Reimer told reporters following the council meeting that once applications are on-stream, they can’t be changed retroactively.
“There’s a fairness of process that you have to respect as a city,” she said. “As to the things that they were putting forward about the development permit board and council interfering politically in a decision on an administrative body, that’s where I’d be looking for clarification from staff.”
The proposal for the former Pantages Theatre site is scheduled to go before the development permit board on Monday (April 23).

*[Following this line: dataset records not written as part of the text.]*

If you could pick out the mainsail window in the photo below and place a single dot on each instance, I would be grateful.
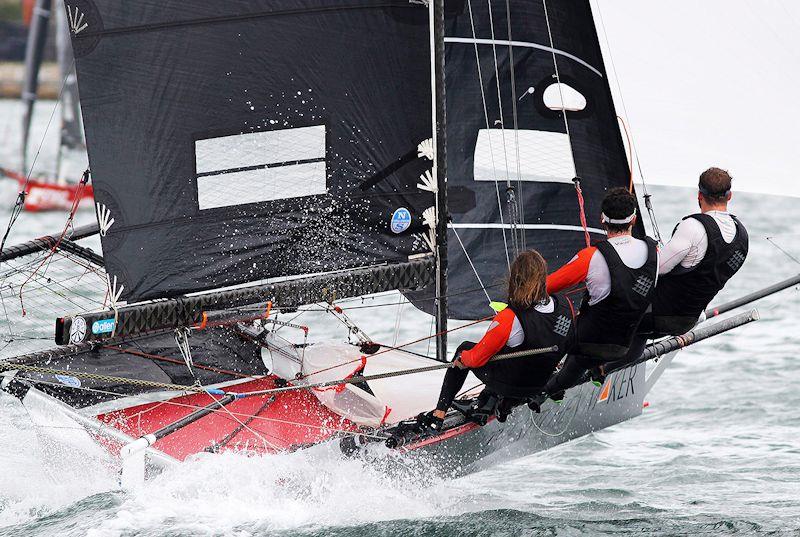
(574, 101)
(260, 166)
(543, 156)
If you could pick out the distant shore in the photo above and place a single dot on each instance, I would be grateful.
(11, 74)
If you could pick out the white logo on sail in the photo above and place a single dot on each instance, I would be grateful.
(113, 293)
(425, 149)
(428, 182)
(76, 23)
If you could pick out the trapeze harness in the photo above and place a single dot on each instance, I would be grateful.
(606, 328)
(684, 293)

The second comment posted seems a bit uniformed (sorry). Using the phrase "special treatment" to refer to the way people living in the DTES are treated sounds like a sick joke. Displacing an already marginalized group of people and leaving them homeless isn't the answer to this issue, and that's what would happen. Where else can they afford to live? More importantly, what if that was your home?
a community of vibrant, artistic and self reliant working people living in condos and creating secondary jobs is not a bad thing.

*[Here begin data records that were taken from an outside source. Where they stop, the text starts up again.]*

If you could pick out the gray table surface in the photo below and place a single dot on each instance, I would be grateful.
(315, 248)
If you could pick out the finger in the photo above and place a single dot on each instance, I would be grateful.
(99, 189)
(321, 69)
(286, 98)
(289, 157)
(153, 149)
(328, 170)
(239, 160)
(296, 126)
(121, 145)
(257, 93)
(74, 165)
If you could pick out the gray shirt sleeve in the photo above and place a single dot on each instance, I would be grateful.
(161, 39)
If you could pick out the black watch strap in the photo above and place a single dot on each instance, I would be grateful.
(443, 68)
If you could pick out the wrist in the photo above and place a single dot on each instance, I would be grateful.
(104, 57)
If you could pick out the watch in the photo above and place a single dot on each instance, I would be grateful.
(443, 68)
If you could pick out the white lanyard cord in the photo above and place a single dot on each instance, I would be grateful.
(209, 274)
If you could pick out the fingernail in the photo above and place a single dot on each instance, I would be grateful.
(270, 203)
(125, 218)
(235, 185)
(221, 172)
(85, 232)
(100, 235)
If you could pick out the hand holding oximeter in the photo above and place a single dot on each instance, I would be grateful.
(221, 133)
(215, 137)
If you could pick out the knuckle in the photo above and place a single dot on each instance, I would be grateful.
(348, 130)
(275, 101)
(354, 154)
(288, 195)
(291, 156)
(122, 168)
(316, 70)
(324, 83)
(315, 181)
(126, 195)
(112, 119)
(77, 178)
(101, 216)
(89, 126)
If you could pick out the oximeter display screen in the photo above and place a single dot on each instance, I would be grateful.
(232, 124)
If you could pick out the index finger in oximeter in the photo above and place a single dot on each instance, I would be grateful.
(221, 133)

DTES poverty pimps, ghettoization is not the answer.
The overwhelming majority of Vancouverites want the DTES gentrified and made safe for ordinary people ASAP. This development adds to social housing in the area, and significantly adds to the housing stock for ordinary people. It's also gone through democratic due process...something these jackboots from the DTES know nothing about!
By my math, there's no reason to protest. Pantages Theatre was a condemned building - in its place, almost 100 units of housing including 25% dedicated to low income. Talk about biting the hand that feeds.
The DTES will never improve as long as so many of the current residents feel ENTITlED to it...ALL of it.
Who's greedy now?
Toting their little man-purses to the nearest hip clip joint wifi zone, dressed as pristine woodsman, nothing about them speaks of the two worlds being a good fit.
Keep the illusion alive, Vancouver.
Affordable to who? Certainly not the DTES residents, and many others in Vancouver.
I guess it's what you get when you have people born with silver spoons in their mouths and never had to worry about paying bills trying to dictate policy for the non-wealthy.
No, the real problem is the lack of decent housing for the poor. The residents have made it very clear over and over that they are not seeking "revitalization", they are seeking clean, warm, safe places to live for poor people. And baby, the poor are always with us.
The bullshit about "revitialization" should stop and the real problem should be addressed. The city has lost one of it's most valuable heritage assets, the Pantages, and the poor still need housing. The city must address its housing problem as a public policy issue, not a real estate deal.
@ TrueConservative
Well stated.
I agree with all of your post. Actually anyone would. The controversy is whether the residents have the right to reside regardless of market forces. The Charter right to life implies a right to external support when needed, but does it guarantee a right to supported housing in area of preference? Can't see it. Warm, safe, clean housing for poor people seems to be a quite distinct issue from getting a guarantee that you'll never be priced out of the district where you currently live. Certainly Mrs. Kerrisdale Granny never got any protest face time when the westside prices ballooned crazily and raised her taxes to the point where it made no sense to keep living there.
That said, Vancouver has to look at rent control and the Feds have to look at builiding affordable housing because homelessness is pretty much persecution as far as I can see.
The DTES is part of Vancouver. It's not a special employment zone for drug dealers. Those guys belong in jail anyway. We need to be concerned about their victims. VANDU can worry about the dealers.
VANDU opposes this development because they want to protect their turf. The real need is to change the turf so that drug dealers don't keep ruling the roost down there.
Go to Hastings and Main 24/7 and you'll see what I mean. Time for a change.
No, the people who wage the drug war belong in jail---or possibly tried before ad hoc tribunals, similar to Nuremberg, with the death penalty being on the table, especially for commanding officers.
It is time for a change---time for reparations. Good reparations would include condos for historically oppressed drug users, as well as large cash payouts and pensions for life, to make up for the life-shattering consequences of intergenerational drug prohibition.